Ein gezielter Angriff auf das JavaScript-Ökosystem hat am 8. September 2025 stattgefunden: Über Phishing-Mails verschafften sich Hacker Zugriff auf npm-Maintainer-Accounts und veröffentlichten manipulierte Versionen populärer Bibliotheken wie chalk und debug. Die Malware zielte dabei nicht auf Server, sondern auf Wallet-APIs im Browser, um Krypto-Transaktionen unbemerkt umzuleiten – ein Szenario mit enormem Schadpotenzial für Web3-Projekte.

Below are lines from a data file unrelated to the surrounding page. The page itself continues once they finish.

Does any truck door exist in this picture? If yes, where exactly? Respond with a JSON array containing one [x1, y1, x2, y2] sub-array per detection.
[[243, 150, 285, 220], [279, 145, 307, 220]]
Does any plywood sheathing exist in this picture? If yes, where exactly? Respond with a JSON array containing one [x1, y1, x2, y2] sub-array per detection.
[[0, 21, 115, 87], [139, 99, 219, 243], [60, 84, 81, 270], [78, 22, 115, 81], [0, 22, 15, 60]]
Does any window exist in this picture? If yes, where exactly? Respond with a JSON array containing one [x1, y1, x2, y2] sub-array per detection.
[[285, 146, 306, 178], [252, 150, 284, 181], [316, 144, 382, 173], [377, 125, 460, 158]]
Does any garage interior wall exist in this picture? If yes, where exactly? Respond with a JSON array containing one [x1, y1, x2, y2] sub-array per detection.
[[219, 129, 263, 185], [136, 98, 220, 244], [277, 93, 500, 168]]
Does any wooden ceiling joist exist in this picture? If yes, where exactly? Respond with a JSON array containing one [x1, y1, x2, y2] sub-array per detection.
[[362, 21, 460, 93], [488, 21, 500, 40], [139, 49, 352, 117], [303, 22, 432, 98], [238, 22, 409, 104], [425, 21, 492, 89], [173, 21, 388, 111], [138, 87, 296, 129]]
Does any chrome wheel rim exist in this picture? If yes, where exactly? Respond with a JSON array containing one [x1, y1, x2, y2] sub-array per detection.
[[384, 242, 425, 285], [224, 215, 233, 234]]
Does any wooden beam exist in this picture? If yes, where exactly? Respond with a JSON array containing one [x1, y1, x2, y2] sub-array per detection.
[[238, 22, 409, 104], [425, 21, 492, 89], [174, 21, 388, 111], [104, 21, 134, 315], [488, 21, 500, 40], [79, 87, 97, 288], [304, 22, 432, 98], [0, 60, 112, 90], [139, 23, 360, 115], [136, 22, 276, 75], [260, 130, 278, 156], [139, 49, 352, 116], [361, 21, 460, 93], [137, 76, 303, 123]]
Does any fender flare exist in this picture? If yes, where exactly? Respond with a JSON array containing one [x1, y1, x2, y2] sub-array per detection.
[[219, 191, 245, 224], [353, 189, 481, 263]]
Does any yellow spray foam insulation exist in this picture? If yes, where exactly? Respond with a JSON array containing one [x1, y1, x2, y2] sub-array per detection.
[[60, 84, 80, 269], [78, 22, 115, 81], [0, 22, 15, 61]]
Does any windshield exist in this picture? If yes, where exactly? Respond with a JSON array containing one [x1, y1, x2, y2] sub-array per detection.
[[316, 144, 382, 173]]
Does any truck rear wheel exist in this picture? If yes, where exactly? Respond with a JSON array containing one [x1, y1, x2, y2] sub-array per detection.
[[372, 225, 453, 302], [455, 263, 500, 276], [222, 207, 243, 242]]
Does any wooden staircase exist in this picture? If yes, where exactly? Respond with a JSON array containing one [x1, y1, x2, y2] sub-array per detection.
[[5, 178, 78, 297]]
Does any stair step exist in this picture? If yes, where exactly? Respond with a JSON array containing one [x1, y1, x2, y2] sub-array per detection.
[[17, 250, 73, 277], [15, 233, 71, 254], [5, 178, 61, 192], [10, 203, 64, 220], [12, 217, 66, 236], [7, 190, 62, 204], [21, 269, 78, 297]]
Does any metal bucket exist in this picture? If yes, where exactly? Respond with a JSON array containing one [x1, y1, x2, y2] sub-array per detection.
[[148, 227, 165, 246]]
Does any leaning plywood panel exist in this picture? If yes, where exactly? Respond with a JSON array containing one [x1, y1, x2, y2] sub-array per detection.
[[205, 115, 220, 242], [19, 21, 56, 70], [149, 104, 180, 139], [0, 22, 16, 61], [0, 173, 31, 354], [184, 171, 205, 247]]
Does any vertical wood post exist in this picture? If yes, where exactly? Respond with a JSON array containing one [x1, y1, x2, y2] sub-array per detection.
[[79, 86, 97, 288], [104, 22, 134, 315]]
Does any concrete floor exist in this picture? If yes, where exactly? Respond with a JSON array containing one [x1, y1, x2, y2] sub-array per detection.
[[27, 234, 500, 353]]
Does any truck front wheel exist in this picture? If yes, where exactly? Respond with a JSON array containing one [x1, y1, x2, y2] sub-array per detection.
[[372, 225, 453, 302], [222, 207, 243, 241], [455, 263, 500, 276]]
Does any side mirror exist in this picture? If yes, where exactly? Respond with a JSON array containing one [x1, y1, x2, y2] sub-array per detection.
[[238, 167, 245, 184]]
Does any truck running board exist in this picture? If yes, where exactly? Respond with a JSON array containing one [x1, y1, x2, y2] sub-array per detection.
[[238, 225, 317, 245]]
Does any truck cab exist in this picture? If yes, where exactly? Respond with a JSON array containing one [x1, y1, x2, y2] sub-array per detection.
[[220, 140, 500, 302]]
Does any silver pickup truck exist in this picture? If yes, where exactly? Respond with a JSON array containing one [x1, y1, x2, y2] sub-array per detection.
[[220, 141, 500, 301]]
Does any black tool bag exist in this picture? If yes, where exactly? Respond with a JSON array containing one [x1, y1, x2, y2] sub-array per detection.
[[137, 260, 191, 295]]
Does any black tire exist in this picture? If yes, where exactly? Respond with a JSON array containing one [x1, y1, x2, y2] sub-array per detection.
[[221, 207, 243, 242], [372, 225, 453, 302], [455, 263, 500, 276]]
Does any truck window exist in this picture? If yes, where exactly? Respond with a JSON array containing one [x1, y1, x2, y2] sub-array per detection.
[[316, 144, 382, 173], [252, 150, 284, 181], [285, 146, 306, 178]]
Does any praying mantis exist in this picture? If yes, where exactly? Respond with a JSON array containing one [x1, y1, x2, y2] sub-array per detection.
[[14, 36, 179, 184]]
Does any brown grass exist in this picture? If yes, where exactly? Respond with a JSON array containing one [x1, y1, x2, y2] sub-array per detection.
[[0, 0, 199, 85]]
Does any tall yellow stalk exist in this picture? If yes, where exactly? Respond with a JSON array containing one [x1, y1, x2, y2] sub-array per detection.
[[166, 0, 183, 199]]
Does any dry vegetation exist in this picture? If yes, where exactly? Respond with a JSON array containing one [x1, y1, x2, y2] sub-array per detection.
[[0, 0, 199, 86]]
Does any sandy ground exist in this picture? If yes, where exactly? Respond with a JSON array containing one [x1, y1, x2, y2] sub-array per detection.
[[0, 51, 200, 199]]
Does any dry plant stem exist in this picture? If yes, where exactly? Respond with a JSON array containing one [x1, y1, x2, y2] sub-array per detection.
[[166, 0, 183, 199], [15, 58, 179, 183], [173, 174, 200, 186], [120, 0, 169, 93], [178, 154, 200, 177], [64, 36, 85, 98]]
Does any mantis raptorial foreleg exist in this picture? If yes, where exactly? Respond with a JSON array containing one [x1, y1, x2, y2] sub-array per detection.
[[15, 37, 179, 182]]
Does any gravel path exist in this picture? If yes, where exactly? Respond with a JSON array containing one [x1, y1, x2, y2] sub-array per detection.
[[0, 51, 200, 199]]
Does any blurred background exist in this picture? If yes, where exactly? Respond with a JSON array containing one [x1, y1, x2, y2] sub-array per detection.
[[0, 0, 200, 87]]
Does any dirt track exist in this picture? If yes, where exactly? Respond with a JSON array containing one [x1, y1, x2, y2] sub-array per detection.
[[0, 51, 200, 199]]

Während der tatsächliche finanzielle Schaden dank schneller Reaktion überraschend gering blieb, offenbart der Vorfall gravierende systemische Schwachstellen.
Phishing-Angriff: Was genau passiert ist
Am Montag, 8. September 2025, übernahmen Angreifer den npm-Account des bekannten Maintainers Josh Junon von Aikido „Qix“ per täuschend echter Zweifaktoren-Authenthifizierung Phishing-Mail von support@npmjs.help. Kurz darauf erschienen neue, kompromittierte Versionen mehrerer Basispakete, die in zahllosen Projekten transitiv eingebunden sind. Die Größenordnung macht den Vorfall außergewöhnlich: Schätzungen zufolge summieren sich die betroffenen Pakete auf rund 2 bis 2,6 Milliarden Downloads pro Woche.
Bereits wenige Stunden nach den ersten Meldungen gab es Unterstützung: Vercel identifizierte Build-Artefakte in Dutzenden Kundenprojekten und löschte Caches, um verseuchte Bundles auszuliefern zu verhindern; parallel bestätigten Sicherheitsforscher die Kompromittierung und begannen, betroffene Versionen zu inventarisieren.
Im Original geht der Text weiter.